Did you hear the screaming? No, I guess not. I suppose to you, it happened far too quickly for any of that. A millisecond for you, an eternity for me. I wish you could have heard it. I wish you could have felt it. Even you would have been begging for mercy within moments, longing for sweet Death to ride up on his black steed and envelop you in his misty cloak, rather than live through one more second of that torture. Yes, even you, with your granite heart, your blustering bravado. Even you would have screamed.       

So...artistic.
So…artistic.

How did you feel, I wonder? Relief, fear, joy, pain? It was such an artistic scene…you in your always immaculate suit standing so regal, so tall, so proud, with your pistol in your hand dangling limply by your side, slight wisps of grey smoke disappearing as quickly as they appeared. Standing over me, careful to not let your freshly polished shoes touch the scarlet liquid pooling under my neck and trickling down to stain my white dress.

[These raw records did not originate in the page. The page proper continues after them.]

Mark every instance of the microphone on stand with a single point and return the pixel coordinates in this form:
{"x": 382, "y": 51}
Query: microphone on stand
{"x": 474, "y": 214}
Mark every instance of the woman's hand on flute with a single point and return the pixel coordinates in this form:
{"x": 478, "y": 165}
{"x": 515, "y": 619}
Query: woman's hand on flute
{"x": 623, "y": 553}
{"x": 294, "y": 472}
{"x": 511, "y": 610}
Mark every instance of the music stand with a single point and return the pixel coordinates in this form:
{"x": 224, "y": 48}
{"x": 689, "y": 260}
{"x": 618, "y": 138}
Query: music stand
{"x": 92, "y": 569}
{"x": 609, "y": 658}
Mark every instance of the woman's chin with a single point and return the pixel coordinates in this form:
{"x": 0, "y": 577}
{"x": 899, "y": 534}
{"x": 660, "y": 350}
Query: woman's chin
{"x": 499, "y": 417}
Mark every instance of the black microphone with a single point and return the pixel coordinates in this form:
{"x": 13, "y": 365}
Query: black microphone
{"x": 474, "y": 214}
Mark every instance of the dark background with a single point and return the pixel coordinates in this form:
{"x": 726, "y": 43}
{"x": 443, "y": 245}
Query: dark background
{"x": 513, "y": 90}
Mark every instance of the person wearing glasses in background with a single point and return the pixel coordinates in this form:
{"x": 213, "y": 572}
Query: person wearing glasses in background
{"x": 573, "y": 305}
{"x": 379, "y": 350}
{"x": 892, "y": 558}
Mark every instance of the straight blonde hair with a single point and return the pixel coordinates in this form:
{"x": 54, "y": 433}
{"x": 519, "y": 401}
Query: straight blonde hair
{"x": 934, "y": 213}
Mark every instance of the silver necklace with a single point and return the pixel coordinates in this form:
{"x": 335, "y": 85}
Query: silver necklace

So dramatic. So unaware of the torture you were putting me through, even then. Maybe you thought the bullet would be the quickest way, the most painless way. I don’t think you really wanted me to suffer, did you? Maybe you did. But somehow, I don’t think so. You didn’t mean to revive my nightmares. You just wanted me dead. I don’t know why. I’ll probably never know, just as I’ll never know why you took the ring off of my marble finger and then put it back on again five minutes later. Maybe you don’t even know why.

It hurt, you know. And somehow, I don’t think you should be able to cause that much pain for someone and get away with it. No, no, I’m not going to kill you. How can I? I’m dead. You know that. And killing you right away would just be too simple. But I can some see you every night, you know. Talk to you, whisper sweetly in your ear, remind you of your sins. And I don’t think you’ll ever be able to get this image out of your head, will you? I think it will hurt you more than that friendly bullet of yours tortured me. Stay away from cliffs in your dreams, dear. Don’t stumble. Don’t trip. Don’t fall. You may never stop. But when you do stop…I think you know what happens next. Goodnight. I’ll see you in your nightmares.